Chucrute com tacacá
Comparar Belém a Berlim é como misturar chucrute com tacacá

As falas do chanceler alemão Friedrich Merz sobre a experiência em Belém durante a COP-30 geraram indignação imediata. Parte da reação é compreensível, porque nenhum povo gosta de ouvir críticas externas à própria casa. Mas é importante separar o que é ofensa do que é desconforto diante da realidade. O chanceler não atacou pessoas, cultura ou identidade. Ele relatou, ainda que sem sensibilidade diplomática, a precariedade que encontrou.
E, nesse ponto, há fatos difíceis de ignorar. Comparar Belém a Berlim é como misturar chucrute com tacacá: dois mundos legítimos, ricos e culturalmente diversos, porém muito distantes em infraestrutura, saneamento, mobilidade e serviços públicos. A capital alemã está entre os melhores índices de qualidade de vida do planeta. Belém, apesar de sua força histórica e cultural, convive com um dos piores indicadores de saneamento entre capitais brasileiras, mobilidade limitada e desigualdade profunda.
Quando um chefe de governo circula por ruas com esgoto a céu aberto, trânsito caótico, estrutura improvisada e pressão urbana acima da capacidade instalada, ele não percebe exotismo. Ele enxerga contraste. E choque. Protocolo diplomático recomenda suavidade, mas a experiência direta não desaparece com discursos.
Joãozinho Trinta dizia que quem gosta de pobreza é intelectual e que o povo gosta é de luxo. A frase é dura, porém revela algo essencial. Qualquer ser humano, seja alemão ou paraense, deseja dignidade, conforto, beleza, segurança e ordem. Não é xenofobia constatar que algumas cidades oferecem isso mais do que outras. É desigualdade.

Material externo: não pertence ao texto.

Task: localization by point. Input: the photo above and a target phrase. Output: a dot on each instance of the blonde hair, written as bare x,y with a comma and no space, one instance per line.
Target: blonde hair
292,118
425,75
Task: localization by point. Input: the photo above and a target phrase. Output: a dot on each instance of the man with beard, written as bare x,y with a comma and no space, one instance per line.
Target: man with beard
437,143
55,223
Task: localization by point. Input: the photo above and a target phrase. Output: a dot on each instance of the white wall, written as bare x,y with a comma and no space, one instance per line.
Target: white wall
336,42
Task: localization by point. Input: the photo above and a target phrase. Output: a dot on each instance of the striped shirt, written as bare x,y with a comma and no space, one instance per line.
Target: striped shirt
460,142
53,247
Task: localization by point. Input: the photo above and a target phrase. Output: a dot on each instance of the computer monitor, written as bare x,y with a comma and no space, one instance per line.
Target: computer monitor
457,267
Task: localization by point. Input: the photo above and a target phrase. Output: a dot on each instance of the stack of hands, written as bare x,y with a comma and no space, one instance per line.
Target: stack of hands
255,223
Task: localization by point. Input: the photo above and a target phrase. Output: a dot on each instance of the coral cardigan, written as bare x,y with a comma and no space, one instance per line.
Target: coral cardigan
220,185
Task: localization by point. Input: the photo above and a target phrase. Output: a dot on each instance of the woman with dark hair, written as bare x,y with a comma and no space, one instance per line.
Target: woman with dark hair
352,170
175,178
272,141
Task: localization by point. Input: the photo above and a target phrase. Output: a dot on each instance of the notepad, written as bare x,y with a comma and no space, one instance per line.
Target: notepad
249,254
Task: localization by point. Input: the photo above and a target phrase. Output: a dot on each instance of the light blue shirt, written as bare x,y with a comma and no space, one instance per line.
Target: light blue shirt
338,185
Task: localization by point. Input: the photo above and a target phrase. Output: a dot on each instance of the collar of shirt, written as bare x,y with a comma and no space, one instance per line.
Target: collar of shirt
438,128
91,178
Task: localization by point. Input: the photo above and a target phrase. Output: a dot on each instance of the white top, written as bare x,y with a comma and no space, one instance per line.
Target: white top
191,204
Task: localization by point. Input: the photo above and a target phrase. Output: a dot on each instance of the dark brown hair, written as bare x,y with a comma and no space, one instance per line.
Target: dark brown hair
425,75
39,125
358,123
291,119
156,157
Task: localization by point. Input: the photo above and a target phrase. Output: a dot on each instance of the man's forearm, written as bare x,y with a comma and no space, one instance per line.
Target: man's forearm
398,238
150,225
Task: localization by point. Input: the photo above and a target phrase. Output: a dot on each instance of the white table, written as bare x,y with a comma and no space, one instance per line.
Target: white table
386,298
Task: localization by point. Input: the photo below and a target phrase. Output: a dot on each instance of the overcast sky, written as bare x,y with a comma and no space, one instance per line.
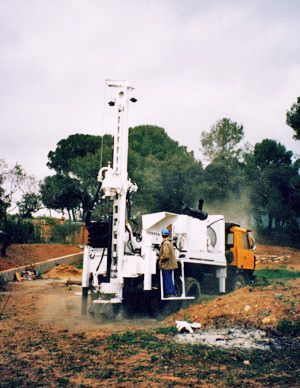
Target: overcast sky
192,62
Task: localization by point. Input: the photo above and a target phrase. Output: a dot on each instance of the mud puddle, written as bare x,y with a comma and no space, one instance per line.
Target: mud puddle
235,338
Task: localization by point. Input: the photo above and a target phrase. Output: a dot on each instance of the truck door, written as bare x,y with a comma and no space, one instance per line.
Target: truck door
245,255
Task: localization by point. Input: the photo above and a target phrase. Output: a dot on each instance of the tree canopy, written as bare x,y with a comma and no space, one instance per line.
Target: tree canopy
293,118
223,139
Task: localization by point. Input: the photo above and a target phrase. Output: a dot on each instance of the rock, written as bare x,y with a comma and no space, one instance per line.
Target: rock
270,319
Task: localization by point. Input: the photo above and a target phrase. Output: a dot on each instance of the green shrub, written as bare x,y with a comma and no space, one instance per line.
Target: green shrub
63,233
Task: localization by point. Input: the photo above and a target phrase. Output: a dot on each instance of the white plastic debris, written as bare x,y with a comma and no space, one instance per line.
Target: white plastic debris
185,327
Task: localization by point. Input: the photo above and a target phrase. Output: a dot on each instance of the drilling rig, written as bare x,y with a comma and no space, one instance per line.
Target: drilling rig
120,267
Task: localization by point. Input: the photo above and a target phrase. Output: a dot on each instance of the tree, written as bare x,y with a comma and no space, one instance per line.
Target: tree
273,192
13,181
293,118
222,140
74,146
77,159
165,172
30,203
269,152
61,192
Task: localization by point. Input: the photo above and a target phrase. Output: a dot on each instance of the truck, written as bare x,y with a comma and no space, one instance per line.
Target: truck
120,264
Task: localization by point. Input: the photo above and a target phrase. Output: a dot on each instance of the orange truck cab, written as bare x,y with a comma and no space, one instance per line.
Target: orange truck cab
239,248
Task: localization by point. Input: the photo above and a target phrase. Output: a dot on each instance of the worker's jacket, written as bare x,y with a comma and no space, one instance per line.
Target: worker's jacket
167,259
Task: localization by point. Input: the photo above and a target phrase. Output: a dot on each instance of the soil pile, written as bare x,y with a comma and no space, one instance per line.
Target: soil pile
25,254
64,272
249,306
274,256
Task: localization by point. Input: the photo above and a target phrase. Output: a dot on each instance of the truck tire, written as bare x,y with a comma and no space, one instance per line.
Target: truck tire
192,288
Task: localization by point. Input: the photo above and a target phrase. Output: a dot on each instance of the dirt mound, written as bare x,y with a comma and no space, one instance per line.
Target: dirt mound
24,254
259,307
274,256
63,271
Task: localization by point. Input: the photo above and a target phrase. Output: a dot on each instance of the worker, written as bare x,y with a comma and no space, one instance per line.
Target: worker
167,263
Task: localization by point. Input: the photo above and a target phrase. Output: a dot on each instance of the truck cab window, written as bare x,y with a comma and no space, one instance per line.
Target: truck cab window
229,242
245,241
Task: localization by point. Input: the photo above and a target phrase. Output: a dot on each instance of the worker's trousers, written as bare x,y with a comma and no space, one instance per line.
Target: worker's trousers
168,282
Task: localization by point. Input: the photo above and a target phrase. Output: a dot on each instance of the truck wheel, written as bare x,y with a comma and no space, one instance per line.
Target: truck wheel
238,281
192,288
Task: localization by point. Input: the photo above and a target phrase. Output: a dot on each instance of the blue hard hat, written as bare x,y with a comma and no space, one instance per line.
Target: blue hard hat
165,232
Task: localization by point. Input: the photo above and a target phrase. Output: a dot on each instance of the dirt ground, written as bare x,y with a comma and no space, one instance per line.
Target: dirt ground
44,340
25,254
273,256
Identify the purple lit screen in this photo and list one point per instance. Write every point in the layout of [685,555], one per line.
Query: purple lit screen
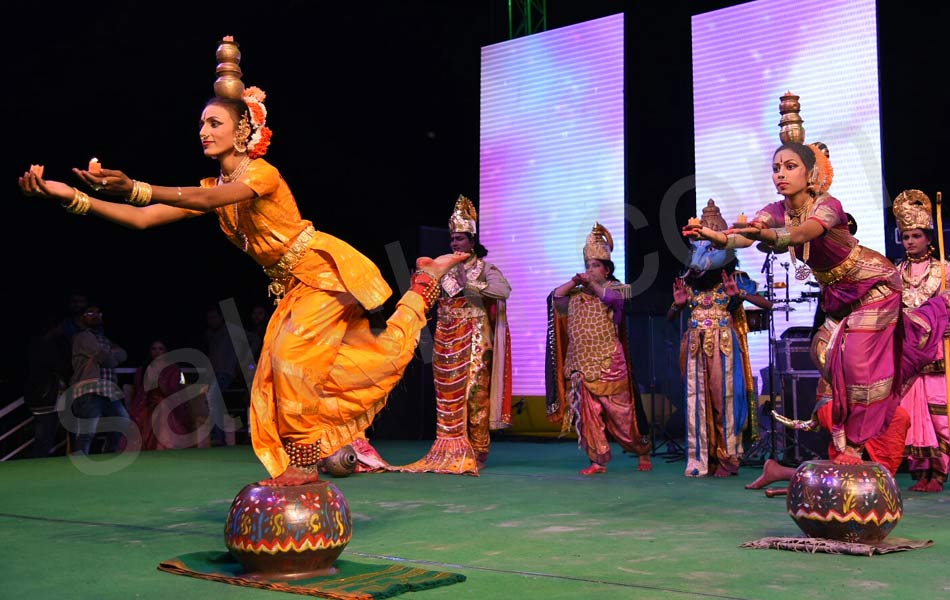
[551,165]
[746,57]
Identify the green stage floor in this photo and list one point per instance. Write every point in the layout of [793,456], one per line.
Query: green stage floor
[529,527]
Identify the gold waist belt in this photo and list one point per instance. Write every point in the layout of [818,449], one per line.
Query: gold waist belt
[280,272]
[466,312]
[934,367]
[834,274]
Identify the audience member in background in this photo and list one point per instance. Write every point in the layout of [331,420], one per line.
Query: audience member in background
[260,315]
[590,383]
[48,372]
[95,389]
[76,304]
[219,347]
[162,414]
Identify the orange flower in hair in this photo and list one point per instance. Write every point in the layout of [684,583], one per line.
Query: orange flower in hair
[260,138]
[822,175]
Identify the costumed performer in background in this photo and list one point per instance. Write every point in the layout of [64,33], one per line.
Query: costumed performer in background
[471,362]
[589,379]
[860,295]
[721,399]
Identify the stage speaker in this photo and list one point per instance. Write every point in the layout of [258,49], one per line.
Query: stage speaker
[798,401]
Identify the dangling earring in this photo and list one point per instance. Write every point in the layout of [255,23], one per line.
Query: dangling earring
[241,134]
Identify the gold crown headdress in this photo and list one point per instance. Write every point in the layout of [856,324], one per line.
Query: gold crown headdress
[912,209]
[712,217]
[791,130]
[464,219]
[599,243]
[253,137]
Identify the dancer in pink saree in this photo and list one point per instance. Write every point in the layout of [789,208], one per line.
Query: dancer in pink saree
[925,399]
[867,349]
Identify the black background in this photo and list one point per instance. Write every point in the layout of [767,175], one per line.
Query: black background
[375,112]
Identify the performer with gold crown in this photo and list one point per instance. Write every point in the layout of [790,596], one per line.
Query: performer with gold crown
[589,379]
[856,348]
[471,361]
[322,374]
[925,399]
[714,353]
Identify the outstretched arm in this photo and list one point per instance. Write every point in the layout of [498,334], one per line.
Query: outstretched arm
[722,239]
[133,217]
[117,183]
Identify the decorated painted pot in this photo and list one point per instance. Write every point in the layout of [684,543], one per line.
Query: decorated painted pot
[849,503]
[289,532]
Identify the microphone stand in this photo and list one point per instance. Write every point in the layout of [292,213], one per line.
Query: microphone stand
[765,447]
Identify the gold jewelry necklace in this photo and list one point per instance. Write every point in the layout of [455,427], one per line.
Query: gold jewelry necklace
[793,218]
[907,276]
[235,174]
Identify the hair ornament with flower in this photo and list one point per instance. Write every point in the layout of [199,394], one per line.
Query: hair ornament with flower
[259,141]
[822,174]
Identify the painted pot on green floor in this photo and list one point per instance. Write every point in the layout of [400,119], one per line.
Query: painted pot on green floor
[289,532]
[850,503]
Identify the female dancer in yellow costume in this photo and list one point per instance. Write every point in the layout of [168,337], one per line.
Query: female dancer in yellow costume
[323,374]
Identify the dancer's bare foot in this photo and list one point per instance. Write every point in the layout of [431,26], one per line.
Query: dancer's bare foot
[722,471]
[848,457]
[292,476]
[646,463]
[594,469]
[772,471]
[440,265]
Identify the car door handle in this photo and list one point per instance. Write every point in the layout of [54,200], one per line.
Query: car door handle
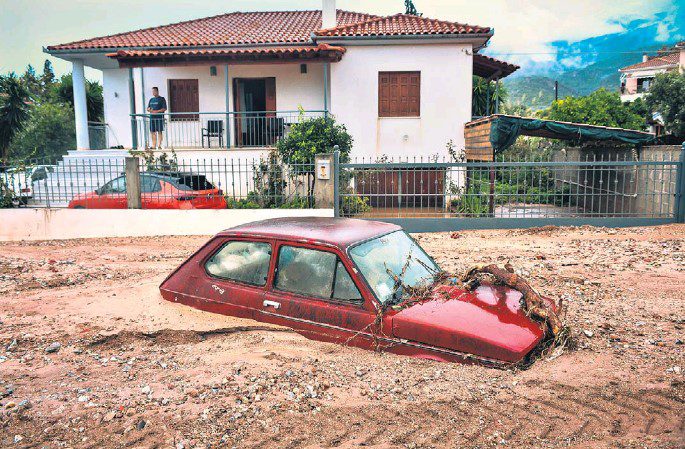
[274,304]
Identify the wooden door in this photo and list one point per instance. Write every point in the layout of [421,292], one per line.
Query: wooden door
[184,96]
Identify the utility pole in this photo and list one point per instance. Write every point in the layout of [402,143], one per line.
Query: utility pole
[556,90]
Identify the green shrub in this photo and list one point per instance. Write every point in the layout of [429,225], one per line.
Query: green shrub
[352,205]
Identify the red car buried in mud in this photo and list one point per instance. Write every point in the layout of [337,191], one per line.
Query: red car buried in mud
[158,190]
[347,281]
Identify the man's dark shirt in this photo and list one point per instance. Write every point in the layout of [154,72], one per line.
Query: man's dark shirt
[157,103]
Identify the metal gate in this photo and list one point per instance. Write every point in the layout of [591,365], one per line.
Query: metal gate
[440,196]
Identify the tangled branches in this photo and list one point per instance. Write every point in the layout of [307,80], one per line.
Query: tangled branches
[533,304]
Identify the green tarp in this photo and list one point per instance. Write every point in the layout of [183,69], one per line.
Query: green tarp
[505,129]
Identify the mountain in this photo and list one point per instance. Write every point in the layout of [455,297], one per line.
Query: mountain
[584,66]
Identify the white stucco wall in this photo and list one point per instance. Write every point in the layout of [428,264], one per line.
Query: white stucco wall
[116,98]
[293,90]
[446,71]
[48,224]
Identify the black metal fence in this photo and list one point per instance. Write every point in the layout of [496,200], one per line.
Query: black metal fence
[101,182]
[432,193]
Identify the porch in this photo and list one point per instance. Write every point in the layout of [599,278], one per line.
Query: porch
[216,99]
[218,130]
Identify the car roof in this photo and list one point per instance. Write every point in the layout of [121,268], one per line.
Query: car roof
[340,232]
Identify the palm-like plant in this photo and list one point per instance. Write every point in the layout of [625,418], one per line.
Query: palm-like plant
[484,91]
[14,110]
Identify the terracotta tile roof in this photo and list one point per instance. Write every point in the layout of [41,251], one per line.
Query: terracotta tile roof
[269,27]
[486,66]
[402,24]
[283,51]
[657,61]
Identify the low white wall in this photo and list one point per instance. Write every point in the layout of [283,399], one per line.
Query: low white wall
[46,224]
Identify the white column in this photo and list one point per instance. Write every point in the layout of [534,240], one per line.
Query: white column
[80,106]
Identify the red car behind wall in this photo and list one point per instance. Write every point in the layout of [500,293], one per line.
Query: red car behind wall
[163,190]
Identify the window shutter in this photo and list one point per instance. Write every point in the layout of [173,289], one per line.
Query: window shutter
[184,97]
[399,94]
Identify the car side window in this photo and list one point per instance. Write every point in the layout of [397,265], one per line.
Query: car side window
[241,261]
[312,272]
[116,185]
[149,184]
[344,288]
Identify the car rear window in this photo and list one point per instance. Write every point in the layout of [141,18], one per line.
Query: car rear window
[194,182]
[241,261]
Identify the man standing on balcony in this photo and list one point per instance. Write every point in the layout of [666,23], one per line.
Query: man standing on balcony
[156,107]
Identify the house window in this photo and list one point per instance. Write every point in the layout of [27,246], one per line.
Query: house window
[399,94]
[314,273]
[643,84]
[246,262]
[184,97]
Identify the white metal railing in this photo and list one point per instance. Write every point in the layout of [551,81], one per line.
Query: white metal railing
[252,129]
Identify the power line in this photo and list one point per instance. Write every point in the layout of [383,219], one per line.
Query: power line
[572,52]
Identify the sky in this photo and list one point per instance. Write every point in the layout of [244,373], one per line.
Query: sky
[525,30]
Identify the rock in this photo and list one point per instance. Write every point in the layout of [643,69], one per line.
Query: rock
[54,347]
[193,393]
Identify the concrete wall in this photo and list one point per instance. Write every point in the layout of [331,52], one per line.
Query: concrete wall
[446,71]
[46,224]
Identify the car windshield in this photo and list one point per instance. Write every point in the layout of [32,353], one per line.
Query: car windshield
[390,257]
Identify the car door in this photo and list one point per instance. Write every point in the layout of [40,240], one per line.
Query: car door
[111,196]
[235,276]
[150,192]
[313,292]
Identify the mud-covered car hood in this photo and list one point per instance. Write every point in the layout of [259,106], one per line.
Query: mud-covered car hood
[487,322]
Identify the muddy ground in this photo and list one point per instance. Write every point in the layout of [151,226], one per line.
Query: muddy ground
[133,370]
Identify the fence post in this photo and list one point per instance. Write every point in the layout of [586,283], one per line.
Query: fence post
[680,188]
[324,181]
[133,183]
[336,181]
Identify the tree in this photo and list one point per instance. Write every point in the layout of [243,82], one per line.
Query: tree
[14,98]
[410,9]
[602,108]
[48,77]
[481,96]
[315,135]
[63,91]
[48,132]
[31,82]
[667,98]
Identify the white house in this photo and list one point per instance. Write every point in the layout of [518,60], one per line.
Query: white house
[636,78]
[233,83]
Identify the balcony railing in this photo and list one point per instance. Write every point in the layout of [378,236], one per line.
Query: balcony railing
[254,129]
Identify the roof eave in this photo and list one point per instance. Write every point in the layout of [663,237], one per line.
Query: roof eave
[449,36]
[656,67]
[66,51]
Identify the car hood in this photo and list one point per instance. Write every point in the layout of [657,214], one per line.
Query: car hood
[487,322]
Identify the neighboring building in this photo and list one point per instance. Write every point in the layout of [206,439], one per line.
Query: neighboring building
[401,84]
[636,78]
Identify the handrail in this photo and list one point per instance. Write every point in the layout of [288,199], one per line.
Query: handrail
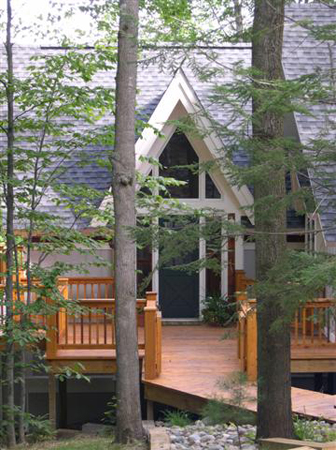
[93,287]
[314,324]
[90,324]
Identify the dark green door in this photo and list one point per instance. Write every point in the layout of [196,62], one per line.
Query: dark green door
[178,289]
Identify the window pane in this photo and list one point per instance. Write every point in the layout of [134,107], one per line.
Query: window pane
[179,152]
[210,189]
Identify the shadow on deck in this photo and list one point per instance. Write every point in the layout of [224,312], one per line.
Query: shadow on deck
[195,358]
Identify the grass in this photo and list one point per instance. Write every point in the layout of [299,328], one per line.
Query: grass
[84,443]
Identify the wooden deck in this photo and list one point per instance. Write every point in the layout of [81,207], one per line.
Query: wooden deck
[196,358]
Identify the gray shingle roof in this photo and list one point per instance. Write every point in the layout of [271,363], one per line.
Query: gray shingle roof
[305,55]
[302,55]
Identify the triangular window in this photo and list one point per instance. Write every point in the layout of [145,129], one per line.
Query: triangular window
[180,161]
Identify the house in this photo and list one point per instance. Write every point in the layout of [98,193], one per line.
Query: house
[165,96]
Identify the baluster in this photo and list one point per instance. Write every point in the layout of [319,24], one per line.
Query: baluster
[66,326]
[105,326]
[304,319]
[97,325]
[82,328]
[319,325]
[74,328]
[312,327]
[89,325]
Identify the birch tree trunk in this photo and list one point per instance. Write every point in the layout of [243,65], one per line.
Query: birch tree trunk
[9,199]
[129,425]
[274,375]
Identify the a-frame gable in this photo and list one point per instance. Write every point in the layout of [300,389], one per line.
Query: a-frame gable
[179,100]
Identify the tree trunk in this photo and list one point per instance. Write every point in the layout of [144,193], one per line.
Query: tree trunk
[238,16]
[274,376]
[129,426]
[10,235]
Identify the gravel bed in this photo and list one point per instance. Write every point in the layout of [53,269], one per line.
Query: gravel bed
[200,436]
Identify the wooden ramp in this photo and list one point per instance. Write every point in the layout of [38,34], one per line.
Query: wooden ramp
[196,358]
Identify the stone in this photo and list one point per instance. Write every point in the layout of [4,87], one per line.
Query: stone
[95,428]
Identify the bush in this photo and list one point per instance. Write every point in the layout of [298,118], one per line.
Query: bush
[177,418]
[219,310]
[313,430]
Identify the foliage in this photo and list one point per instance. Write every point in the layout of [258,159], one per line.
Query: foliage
[39,428]
[111,413]
[313,430]
[219,310]
[230,406]
[177,418]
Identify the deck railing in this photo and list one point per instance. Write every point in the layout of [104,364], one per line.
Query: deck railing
[89,323]
[314,325]
[89,288]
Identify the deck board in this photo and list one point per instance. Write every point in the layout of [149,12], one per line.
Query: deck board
[196,358]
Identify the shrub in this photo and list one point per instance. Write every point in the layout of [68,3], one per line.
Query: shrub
[177,418]
[219,310]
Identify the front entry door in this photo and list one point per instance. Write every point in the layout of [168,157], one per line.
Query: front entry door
[179,290]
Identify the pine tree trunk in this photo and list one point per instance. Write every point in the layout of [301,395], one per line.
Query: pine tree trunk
[274,376]
[129,425]
[10,235]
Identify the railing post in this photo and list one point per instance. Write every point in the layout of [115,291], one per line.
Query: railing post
[150,335]
[63,287]
[241,298]
[251,342]
[158,342]
[51,333]
[240,276]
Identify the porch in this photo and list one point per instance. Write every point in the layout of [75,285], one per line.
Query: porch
[181,364]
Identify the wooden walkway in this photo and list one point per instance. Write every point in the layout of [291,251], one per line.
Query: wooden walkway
[196,358]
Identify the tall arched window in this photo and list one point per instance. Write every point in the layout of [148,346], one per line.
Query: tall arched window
[177,155]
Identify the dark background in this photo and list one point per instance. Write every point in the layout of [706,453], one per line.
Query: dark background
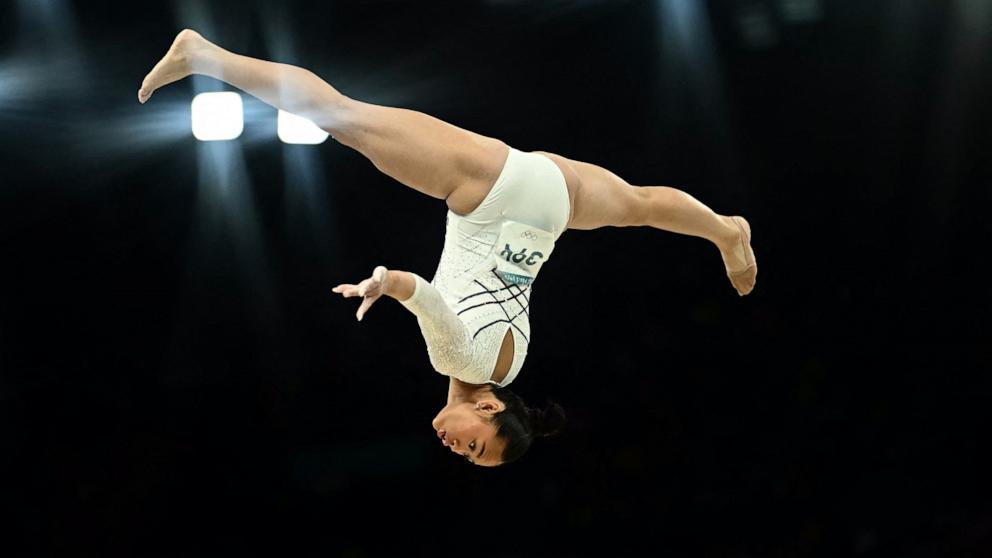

A crítica mais útil não é transformar Merz em vilão, e sim aproveitar o espelho incômodo que ele segurou, mesmo sem intenção. Belém merece infraestrutura compatível com sua importância amazônica, merecia receber a COP-30 sem improvisos e precisa ser defendida não negando seus problemas, mas desejando superá-los.
O tacacá segue sendo um patrimônio cultural delicioso. O desafio de Belém não é o sabor de sua identidade, e sim o entorno. O futuro que a cidade merece é aquele em que sua cultura seja celebrada não apesar das condições urbanas, mas também por elas.